Ох ты ж ёшкин кот! Хочется что-то сказать, а слова не находятся. То есть находятся, но произносить их вслух в приличном обществе не принято.

Леонов догадался, о чём я думаю, и виновато опустил голову.

— Ясная, говоришь, картина… Ну-ну. Весело тут у вас, вернее, уже у нас, — вздохнул я. — И много народу уже успело побывать в доме?

— Все наши из дежурной бригады, фельдшер из больнички… Сосед покойного — он на именины свои приходил звать, увидел труп и милицию вызвал.

— То есть натоптали изрядно и отпечатков своих наоставляли?

— Не без этого, — смутился Леонов. — А как иначе, товарищ начальник? Мы не духи какие-то бестелесные…

— Всё с вами понятно, Леонов.

Эксперта бы мне толкового, да где взять? Придётся пока своими силами, дальше будем посмотреть. Если не найду спеца в Рудановске, придётся ехать в губернию. Вот только разыскать спеца — это ещё полдела. Другие полдела — создать все условия для работы, достать оборудование.

М-да, легко сказать…

А пока сами с усами. Как бы потом себе же эти усы и не повыдёргивать, если налажаю?

Я потрогал тело — совсем ещё тёплое и не успело окоченеть. По всем признакам смерть наступила недавно. Внимательно рассмотрел входное отверстие от пули, и кое-что сразу же привлекло моё внимание.

Так-так, а вот это уже интересно. Но не все детали пока что встали на свои места. Должно быть что-то ещё. И тогда буду уверен полностью, что не ошибся.

— Нож есть? — спросил я.

— Найдётся, — Леонов протянул мне свою финку.

Я разрезал нательную рубашку и обнажил торс покойника.

— Что это такое, знаешь? — указал я на россыпь красных следов на коже мертвеца.

— Ну… пятна какие-то, — неопределённо произнёс Леонов.

— Это не просто пятна, это следы от ударов, причём довольно свежие, — ощущая себя в дурацком положении ментора, пояснил я.

Ненавижу объяснять прописные истины, но куда денешься с нашей подводной лодки.

— Хотите сказать, что наш покойник незадолго до того, как в себя стрельнул, подрался с кем-то? — предположил Леонов.

— Промахнулись, Леонов. Я хочу сказать, что Дужкина сначала избили и только потом застрелили, — разочаровал я Леонова.

— Да ну, товарищ начальник! — не поверил он. — Если наш покойничек с кем-то махался до собственной смерти, это ведь не значит, что его же потом и шлёпнули. Думаю, как раз драка и подтолкнула его к самоубийству. Ведь может же такое быть?

— В жизни всякое может быть.

— Ну вот… видите, товарищ начальник, — торжествующим тоном объявил Леонов. — Подрался мужик с кем-то, впал в ажитацию…

— Во что впал? — не сообразил я.

— В ажитацию! — удивляясь моему непониманию элементарных вещей, объяснил милиционер. — Ну, засвербело у мужика внутрях, продрало аж до печёнок. Ему бы стопочку накатить, а он вместо неё за револьвер схватился. Ну и вынес себе мозги, идиот…

— Я бы согласился с вами, Леонов, если бы не одно обстоятельство.

— Что за обстоятельство, товарищ начальник? — заинтересовался он.

— Как думаешь, если человек решил застрелиться — насколько близко он бы приставил к виску дуло револьвера?
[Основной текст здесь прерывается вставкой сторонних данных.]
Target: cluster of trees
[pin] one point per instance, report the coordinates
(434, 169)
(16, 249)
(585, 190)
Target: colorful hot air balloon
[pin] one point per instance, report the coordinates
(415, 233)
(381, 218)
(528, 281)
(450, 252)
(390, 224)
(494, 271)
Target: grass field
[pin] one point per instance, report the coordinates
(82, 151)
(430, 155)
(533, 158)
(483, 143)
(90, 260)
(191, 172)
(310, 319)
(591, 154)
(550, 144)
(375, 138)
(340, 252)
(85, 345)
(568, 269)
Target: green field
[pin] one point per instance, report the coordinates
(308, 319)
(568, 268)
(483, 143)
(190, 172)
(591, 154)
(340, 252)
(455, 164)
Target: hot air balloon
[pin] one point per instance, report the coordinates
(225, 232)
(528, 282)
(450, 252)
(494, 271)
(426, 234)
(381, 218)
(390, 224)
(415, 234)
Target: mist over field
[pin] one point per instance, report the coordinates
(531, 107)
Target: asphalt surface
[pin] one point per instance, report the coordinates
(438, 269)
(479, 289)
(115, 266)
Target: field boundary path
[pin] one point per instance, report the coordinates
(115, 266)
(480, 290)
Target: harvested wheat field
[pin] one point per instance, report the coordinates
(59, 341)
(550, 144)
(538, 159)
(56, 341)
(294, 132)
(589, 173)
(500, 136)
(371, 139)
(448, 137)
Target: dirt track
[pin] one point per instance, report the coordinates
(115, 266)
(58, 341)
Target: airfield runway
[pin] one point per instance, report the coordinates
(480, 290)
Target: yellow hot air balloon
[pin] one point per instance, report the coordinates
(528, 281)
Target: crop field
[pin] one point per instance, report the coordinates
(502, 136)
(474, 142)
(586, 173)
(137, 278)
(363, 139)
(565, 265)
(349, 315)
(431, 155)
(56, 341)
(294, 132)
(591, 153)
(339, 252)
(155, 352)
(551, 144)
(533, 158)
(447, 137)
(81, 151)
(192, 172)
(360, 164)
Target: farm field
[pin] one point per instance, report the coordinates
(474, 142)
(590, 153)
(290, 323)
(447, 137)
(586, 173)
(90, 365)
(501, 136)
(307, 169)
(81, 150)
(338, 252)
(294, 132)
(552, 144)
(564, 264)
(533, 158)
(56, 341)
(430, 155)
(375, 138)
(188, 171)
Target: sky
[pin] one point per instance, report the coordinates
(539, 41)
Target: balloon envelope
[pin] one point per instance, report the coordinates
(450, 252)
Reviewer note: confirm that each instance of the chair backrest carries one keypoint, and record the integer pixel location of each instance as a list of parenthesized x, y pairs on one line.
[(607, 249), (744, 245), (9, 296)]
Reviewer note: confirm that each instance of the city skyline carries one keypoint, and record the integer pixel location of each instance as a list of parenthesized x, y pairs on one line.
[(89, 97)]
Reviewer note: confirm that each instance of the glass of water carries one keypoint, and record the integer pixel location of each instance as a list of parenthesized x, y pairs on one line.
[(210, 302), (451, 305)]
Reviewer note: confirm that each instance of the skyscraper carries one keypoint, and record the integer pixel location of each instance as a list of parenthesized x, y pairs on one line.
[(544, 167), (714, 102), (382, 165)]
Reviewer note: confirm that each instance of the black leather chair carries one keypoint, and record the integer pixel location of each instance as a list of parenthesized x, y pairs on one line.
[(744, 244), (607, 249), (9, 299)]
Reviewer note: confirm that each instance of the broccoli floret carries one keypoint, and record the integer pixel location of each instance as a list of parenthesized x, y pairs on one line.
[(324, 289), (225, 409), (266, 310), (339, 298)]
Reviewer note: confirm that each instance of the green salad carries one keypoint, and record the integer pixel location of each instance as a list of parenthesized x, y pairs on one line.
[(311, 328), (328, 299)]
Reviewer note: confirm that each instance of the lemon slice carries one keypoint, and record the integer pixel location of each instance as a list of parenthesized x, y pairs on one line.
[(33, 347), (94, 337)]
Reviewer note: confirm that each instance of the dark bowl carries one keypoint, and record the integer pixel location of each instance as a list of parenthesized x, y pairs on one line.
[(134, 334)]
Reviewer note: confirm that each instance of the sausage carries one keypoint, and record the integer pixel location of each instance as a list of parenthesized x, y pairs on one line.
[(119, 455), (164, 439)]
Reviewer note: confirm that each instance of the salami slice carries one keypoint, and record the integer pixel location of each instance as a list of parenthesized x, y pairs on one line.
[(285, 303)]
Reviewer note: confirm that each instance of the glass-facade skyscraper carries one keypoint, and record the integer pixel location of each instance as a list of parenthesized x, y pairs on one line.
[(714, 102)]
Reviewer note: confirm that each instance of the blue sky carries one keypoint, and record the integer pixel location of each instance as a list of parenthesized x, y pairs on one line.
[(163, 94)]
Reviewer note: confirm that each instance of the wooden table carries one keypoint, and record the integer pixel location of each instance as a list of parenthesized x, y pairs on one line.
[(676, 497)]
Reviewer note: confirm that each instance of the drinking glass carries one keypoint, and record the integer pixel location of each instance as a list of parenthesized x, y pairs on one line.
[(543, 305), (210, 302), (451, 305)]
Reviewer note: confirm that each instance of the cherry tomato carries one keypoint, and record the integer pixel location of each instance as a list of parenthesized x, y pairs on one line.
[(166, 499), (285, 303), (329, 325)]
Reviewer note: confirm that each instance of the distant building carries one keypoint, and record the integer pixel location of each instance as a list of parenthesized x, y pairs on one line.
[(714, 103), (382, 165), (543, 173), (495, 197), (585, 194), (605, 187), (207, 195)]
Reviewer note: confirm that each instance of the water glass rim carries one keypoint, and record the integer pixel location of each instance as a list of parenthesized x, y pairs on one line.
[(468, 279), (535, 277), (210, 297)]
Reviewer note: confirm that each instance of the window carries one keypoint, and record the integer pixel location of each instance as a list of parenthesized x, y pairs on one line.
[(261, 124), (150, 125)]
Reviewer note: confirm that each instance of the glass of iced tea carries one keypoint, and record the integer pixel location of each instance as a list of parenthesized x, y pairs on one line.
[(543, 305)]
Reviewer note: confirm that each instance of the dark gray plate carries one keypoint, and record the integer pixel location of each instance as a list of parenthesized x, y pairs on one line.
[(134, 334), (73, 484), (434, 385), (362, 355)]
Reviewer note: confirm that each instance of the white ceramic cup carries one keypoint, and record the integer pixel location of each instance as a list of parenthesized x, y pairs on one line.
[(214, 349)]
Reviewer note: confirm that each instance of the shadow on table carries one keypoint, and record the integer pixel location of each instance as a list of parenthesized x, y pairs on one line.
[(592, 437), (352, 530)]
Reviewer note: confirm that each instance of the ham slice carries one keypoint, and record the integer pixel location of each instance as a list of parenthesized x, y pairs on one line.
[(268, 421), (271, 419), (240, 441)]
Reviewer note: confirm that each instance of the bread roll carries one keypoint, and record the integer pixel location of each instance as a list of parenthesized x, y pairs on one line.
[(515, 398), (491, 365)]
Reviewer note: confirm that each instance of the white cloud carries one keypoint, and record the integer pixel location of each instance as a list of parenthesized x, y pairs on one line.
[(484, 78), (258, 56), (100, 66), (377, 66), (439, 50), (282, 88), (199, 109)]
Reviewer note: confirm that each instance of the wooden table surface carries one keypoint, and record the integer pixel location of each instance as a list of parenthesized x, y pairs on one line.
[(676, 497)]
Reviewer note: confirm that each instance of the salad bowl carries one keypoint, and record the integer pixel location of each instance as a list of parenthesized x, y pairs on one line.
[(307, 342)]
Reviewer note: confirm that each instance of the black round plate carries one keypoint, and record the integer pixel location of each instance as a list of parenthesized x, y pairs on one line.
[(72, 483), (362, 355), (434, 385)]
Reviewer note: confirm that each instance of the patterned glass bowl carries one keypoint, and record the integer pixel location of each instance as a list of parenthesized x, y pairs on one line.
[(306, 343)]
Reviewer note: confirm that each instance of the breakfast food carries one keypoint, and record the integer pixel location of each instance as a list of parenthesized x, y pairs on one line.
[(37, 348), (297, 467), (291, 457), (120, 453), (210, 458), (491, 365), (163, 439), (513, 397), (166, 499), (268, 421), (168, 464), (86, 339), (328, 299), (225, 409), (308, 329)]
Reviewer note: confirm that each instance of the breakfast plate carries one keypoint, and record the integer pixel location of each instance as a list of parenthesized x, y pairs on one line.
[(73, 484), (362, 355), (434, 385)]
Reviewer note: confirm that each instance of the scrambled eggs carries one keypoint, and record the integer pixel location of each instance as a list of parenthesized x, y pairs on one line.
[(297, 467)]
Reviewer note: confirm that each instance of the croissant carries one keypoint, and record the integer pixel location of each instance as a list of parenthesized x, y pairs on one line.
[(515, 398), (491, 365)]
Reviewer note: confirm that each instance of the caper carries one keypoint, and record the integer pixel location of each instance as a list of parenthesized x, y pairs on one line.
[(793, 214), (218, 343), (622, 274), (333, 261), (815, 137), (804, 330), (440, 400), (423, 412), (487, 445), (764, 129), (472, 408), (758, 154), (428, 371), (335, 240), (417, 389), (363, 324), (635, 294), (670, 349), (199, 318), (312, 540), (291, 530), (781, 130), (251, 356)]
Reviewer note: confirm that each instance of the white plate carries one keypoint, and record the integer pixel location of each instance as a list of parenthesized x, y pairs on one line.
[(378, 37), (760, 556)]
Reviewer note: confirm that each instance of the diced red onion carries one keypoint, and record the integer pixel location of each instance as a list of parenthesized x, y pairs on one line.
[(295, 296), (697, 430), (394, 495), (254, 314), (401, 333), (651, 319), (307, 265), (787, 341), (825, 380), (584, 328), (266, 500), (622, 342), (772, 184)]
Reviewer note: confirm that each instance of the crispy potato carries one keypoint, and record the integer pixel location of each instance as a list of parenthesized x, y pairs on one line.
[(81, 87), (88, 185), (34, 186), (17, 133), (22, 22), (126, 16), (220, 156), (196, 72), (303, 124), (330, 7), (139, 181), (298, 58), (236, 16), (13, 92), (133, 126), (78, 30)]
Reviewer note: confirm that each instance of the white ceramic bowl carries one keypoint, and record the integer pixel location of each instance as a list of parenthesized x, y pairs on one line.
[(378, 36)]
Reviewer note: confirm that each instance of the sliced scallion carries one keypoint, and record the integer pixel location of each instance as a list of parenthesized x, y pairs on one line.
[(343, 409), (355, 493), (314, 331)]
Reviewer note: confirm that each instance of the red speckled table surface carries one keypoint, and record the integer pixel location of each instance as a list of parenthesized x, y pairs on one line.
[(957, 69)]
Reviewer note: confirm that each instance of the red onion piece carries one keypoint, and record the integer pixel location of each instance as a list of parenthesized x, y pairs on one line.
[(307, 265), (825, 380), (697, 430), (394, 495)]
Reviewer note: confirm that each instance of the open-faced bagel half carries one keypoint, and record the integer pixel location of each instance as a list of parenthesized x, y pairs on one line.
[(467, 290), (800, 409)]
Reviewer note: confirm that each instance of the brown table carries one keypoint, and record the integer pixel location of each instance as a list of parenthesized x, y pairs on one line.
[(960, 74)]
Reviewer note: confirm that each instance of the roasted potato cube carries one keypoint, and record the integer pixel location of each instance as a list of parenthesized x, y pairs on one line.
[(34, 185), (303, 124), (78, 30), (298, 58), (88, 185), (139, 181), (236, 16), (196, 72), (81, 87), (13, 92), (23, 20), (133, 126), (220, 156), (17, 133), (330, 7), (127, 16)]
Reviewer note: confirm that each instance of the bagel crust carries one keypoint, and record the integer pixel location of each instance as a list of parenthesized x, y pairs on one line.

— Ну… если бы мне пришла в голову такая дурость, я бы наверняка приставил револьвер вплотную, — задумчиво произнёс Леонов.

— Именно. И тогда после выстрела вокруг раны образовался бы ожог. А здесь такого ожога не наблюдается. И что это нам говорит, старший милиционер Леонов?

— То, что стреляли с расстояния, а потом вложили револьвер в руку, — догадался Леонов.

— Правильно, — кивнул я. — То есть перед нами не самоубийство, а убийство чистой воды. Только перед тем, как прикончить, Дужкина избили. И тот, кто избивал, знал, что потом будет имитировать самоубийство несчастного экспедитора, поэтому по лицу не лупил — иначе мы бы сразу увидели там синяки и заподозрили неладное.